Arrogant ou pas, le professeur aux cheveux longs a démontré que l’on sait encore, en France, avoir le courage de ses convictions.
Il a fait le show. Il n’a pas déçu ses supporters. Et a consterné ses ennemis. Le professeur Didier Raoult, « grand scientifique parmi les plus grands », a-t-il dit de lui-même (sic), auditionné par la commission parlementaire chargée d’évaluer la politique de lutte contre la pandémie à la tête de laquelle vibrionne un ténor de l’opposition, Éric Ciotti, Didier Raoult, donc, a tenu trois heures durant face aux questions fort peu critiques de parlementaires stressés. Un rare moment de psychodrame national en direct dont on s’est demandé s’il s’agissait d’un temps béni ou d’une « couillonnade » (mot de Raoult) démocratique.
En tout cas, et en dépit des compliments du rapporteur qui l’a remercié pour la clarté de ses propos, Didier Raoult s’est montré particulièrement… abscons. À telle enseigne que j’avais beau essayer, comme mes confrères et consœurs, de prendre en notes la logorrhée décousue du médecin, je n’aboutissais qu’à des digressions de digressions qui n’étaient en rien des réponses aux questions pourtant claires des élu.es de tout bord. Mais au fond, l’important ne tenait pas à la réponse scientifique, professorale, attendue de celui qui se rit des conventions, des prudences et des mandarinats ! Trois heures durant, incrédules, des parlementaires et des spectateurs.trices ont écouté sans la comprendre la parole d’un Tournesol étranger à toute limite, d’un homme, d’un « sachant » qui n’a pu, à 68 ans, construire un institut universitaire comme l’IHU de Marseille et signer tant d’articles scientifiques sans légitimer sa libre parole.

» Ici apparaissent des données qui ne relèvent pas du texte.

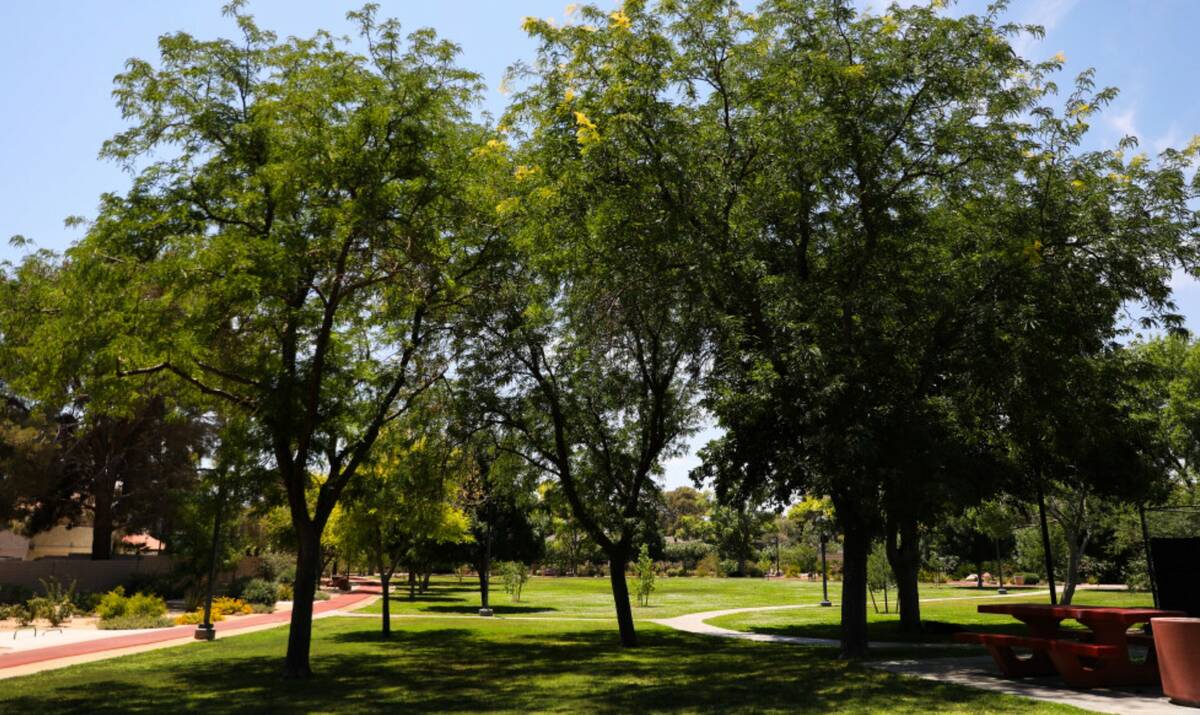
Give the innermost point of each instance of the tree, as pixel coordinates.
(405, 502)
(593, 355)
(294, 245)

Au fond, au final, peu importe si ce toqué d’hydroxychloroquine, pour lui médicament triomphal, a raison ou non – on sait bien que cette quinine banale n’aurait pas suffi à sauver les 29 000 victimes françaises de l’épidémie. Ce qui importe, c’est que cet intouchable, qui méprise les convocations du Conseil de l’Ordre des médecins, se soit donné la liberté de fustiger la stratégie du gouvernement, au nom des masques et des tests, traiter ses confrères.sœurs du Comité scientifique de faisan.es et dénoncer les conflits d’intérêts des mandarins douteux qui se sont emparés du salut public. En les citant ! En dénonçant le labo Gilead pour son lobbyisme. Ce qui importe, c’est que dans une instance où, d’ordinaire, on témoigne sur la défensive, on feutre ses propos et l’on anonymise ses dénonciations, un homme, libre, méprisant l’insulte et ignorant l’attaque, ait pu exprimer ses quatre vérités tout en parlant du haut d’un savoir réel qui le met à l’abri de la diffamation.
Ce jour-là, à l’Assemblée nationale, un Victor Hugo de 68 ans aux mêmes cheveux longs (mais sans son éloquence) a offert à tout un pays un moment de grâce, celui du franc-parler, au nez et à la barbe de ceux et celles qui s’enragent dans leurs contradictions.
Car Didier Raoult, cet opiniâtre compilateur de données, n’a sans doute pas raison sur tout.
Mais il a raison de ne jamais abdiquer devant un mandarinat médical qui ne se remet jamais en cause.
Ça fait du bien à tout le monde. Au moins.